Dopo esser diventato cruciale per Washington grazie a SpaceX, Musk aveva pensato di poter accrescere il suo capitale, la sua autorità rispetto a Trump, entrando nei palazzi del potere politico. L’ex capo del DOGE aveva immaginato di fare da alfiere del Presidente americano nella lotta contro gli apparati, sostituendo la burocrazia statale – da sempre il principale nemico di Trump – con l’efficiente organizzazione burocratica delle sue imprese. L’operazione muskiana, però, è stato un triplo fallimento. Non solo Musk ha sbattuto contro il muro degli apparati statali americani (su tutti, il Pentagono e la CIA, che si sono fermamente opposti alle iniziative del DOGE), ma si è anche legato troppo ad una parte politica, rimanendo impantanato in questioni burocratiche e politiche senza trarne vantaggi. Infatti, mentre Musk era impegnato in beghe e polemiche attinenti alla politica, che non mancano con l’attuale amministrazione, gli altri magnati tech statunitensi hanno aumentato il loro peso.

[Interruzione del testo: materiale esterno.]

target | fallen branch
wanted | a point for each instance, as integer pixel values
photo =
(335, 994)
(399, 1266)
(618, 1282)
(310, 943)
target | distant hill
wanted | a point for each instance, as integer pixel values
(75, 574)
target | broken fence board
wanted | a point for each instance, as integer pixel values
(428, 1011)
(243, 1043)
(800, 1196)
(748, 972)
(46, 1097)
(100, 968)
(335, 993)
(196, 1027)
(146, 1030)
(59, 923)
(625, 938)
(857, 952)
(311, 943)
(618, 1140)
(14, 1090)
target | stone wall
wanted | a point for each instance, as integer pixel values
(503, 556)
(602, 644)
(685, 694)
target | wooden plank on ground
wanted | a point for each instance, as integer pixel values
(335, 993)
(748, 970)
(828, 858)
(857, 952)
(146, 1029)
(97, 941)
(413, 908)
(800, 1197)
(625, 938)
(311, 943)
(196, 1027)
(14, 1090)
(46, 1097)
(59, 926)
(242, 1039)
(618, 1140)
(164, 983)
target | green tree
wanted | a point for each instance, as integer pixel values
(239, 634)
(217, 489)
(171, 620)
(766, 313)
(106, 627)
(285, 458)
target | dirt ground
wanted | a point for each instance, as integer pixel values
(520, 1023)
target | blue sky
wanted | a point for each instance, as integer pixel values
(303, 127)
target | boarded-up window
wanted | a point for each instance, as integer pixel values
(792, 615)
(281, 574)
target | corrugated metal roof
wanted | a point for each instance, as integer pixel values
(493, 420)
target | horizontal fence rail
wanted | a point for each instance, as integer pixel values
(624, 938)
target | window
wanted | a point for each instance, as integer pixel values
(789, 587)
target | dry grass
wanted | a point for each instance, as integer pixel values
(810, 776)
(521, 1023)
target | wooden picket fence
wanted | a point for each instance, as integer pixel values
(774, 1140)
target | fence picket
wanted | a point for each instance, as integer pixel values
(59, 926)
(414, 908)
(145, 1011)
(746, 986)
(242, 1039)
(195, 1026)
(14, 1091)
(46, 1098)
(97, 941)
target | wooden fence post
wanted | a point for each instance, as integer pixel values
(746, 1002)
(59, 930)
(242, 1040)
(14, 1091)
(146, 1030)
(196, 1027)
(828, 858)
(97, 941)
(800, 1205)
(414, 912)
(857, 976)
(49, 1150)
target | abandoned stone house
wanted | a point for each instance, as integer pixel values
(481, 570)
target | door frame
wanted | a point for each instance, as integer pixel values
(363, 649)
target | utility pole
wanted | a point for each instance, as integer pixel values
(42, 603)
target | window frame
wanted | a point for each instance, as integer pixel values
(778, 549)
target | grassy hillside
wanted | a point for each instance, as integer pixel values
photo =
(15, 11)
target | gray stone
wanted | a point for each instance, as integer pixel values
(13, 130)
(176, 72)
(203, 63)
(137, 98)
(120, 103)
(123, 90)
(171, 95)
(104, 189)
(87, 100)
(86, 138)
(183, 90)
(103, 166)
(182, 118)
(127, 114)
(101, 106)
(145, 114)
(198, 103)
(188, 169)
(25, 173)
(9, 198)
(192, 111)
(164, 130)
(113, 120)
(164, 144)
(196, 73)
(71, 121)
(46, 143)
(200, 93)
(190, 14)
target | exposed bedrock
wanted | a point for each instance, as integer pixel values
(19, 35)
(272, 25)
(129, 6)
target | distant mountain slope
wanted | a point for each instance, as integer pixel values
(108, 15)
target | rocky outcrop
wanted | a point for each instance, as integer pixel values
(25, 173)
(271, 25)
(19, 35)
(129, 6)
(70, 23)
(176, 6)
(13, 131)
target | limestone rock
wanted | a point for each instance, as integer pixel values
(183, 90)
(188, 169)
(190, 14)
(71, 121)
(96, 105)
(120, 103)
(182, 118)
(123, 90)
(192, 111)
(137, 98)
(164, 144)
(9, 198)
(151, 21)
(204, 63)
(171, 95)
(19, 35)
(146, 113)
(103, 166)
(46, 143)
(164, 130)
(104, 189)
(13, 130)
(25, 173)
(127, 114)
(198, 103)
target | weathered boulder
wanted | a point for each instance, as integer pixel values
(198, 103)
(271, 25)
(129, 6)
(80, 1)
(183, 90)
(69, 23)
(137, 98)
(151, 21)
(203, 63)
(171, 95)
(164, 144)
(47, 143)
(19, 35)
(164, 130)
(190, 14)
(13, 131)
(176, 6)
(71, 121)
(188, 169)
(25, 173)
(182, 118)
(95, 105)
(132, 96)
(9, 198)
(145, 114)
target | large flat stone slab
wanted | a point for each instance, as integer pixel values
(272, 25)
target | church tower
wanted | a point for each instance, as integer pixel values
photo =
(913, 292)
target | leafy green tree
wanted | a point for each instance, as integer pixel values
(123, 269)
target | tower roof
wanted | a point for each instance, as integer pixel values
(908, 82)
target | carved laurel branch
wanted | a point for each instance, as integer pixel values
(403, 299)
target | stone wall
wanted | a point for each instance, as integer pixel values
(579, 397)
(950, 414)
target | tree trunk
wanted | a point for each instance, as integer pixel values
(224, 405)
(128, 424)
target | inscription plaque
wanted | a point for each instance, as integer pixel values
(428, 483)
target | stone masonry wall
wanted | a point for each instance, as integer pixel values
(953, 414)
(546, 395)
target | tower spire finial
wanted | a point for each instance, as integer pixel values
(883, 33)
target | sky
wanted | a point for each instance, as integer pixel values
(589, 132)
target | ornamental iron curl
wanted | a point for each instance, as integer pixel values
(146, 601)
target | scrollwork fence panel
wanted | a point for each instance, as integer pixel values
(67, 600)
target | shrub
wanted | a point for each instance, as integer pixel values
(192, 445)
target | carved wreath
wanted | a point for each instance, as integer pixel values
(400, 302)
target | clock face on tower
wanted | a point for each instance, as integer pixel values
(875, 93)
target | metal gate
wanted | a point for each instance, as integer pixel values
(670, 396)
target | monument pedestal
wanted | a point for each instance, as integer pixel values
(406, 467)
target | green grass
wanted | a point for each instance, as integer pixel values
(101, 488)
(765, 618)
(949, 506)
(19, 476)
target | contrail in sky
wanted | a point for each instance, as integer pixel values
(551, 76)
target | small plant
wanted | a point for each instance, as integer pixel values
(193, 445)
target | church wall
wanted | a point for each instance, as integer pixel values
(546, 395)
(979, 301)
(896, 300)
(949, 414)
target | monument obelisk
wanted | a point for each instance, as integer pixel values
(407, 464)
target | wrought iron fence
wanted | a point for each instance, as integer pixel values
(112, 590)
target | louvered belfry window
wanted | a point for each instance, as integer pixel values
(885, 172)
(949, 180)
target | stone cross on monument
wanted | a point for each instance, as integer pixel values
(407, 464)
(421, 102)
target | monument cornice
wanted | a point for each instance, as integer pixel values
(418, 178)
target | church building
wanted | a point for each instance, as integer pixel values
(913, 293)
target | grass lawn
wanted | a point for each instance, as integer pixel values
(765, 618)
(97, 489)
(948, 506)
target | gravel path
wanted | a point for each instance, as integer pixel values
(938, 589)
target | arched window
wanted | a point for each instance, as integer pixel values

Non sono entrati in politica, come fatto da Musk, ma hanno proseguito e accresciuto la loro produzione in quei settori industriali strategici per gli USA da loro stabilmente occupati - le tradizionali industrie militari e tech statunitensi non sono più in grado di garantire un livello tecnologico simile.

 

A Palantir di Peter Thiel è stata affidata  l’analisi dei dati raccolti dalle agenzie federali, tra cui anche quelli provenienti dal DOGE. A gennaio è stato lanciato il Progetto Stargate, finanziato con 500 miliardi di dollari, per la creazione di nuovi, enormi data center per l’intelligenza artificiale allo scopo di garantire a Washington un assoluto vantaggio nel campo dell’AI. Alla conferenza di presentazione di Stargate Trump era accompagnato dai principali partner dell’iniziativa: Sam Altman di OpenAI, Larry Ellison di Oracle e Masayoshi Son di SoftBank, il principale venture capitalist del progetto. Musk non pervenuto. Ancora, a fine maggio è stata annunciata una partnership tra il Pentagono, Meta e Anduril – azienda fondata dall’eccentrico Palmer Luckey specializzata in mezzi e armamenti unmanned di ultima generazione - per la produzione di avveniristici visori, integrati con l’intelligenza artificiale, da integrare nei futuri elmetti dei soldati americani.

 

Come si può vedere da questa breve rassegna, è evidente la crescita degli altri magnati tech in tutti questi settori cruciali per i futuri interessi strategici statunitensi. In questi sei mesi, invece, Musk non ha preso parte a nessuno di questi progetti, impelagato nel DOGE. Di conseguenza, l’abbandono della politica di Musk è dettato dalla volontà di tornare a produrre in Tesla. Non le macchine che tutti conosciamo, quanto piuttosto i robot integrati con l’intelligenza artificiale. Nelle ultime settimane hanno fatto il giro dei social i video dei futuristici robot umanoidi Tesla capaci di ballare con una scioltezza mai vista e, soprattutto, di compiere tutti i gesti di vita quotidiana propri degli umani. Ebbene, proprio quello della robotica di questo tipo è un settore altamente strategico per il futuro che, al momento, non sembra avere rivali oltre a Tesla[1].

[1] Quanto riportato è frutto dell’elaborazione della lezione tenuta da Giuseppe De Ruvo il 24 maggio 2025 presso la Scuola di Limes.